After two years in the randomized, double-blind study, those that took the supplement maintained walking speeds but those on the placebo deteriorated.
“This small study showed modest benefit to help understand gait and balance effect,” Kathy Costello, associate vice president of healthcare access at the National Multiple Sclerosis Society, told Healthline.
“Walking is very important and without balance it’s difficult. These are measures that seem to get at what’s needed for people to be mobile,” she said.
Alpha-lipoic acid is naturally found in low levels of some foods, including dark leafy greens, broccoli, yams, potatoes, red meat, and organ meat. It’s also available as an over-the-counter supplement.
“Alpha-lipoic acid is an interesting supplement. It has properties that may be beneficial to MS,” Costello said. “We’re not 100 percent clear, but human and animal studies have shown some benefit.”
She and other experts said they were encouraged by the study, but they cautioned it’s still early in this research phase.
“I don’t recommend that folks should go out and take megadoses of alpha-lipoic acid,” said Costello. “The study is looking at the potential benefit of the supplement.”
“Taking large quantities of alpha-lipoic acid could affect blood sugar levels” she warned. “Eating a heart healthy diet is a good way to go, getting nutrients needed by eating healthy. Obesity, diabetes, and other comorbidities don’t do as well with MS, so get healthy, heart healthy.”

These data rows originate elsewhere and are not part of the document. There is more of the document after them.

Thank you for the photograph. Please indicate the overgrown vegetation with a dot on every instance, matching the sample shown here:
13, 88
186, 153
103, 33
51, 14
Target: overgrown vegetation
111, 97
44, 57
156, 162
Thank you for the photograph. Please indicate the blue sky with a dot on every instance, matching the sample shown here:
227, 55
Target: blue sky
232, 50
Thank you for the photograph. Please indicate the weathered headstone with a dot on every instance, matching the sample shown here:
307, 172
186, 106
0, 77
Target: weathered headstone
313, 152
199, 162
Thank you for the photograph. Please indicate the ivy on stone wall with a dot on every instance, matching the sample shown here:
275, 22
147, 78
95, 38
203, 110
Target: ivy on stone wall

“This small study adds to previous reports in both animal models of MS and a few human trials, that lipoic acid may have beneficial effects in MS,” Dr. Barbara Giesser, professor of clinical neurology at the David Geffen School of Medicine at the University of California Los Angeles and clinical director of the UCLA multiple sclerosis program, told Healthline. “In this case, on preserving some mobility parameters in persons with secondary progressive MS.”
“Lipoic acid may be of benefit for persons with MS and appears to be well tolerated. Further and larger studies of this agent seem warranted.” Giesser said.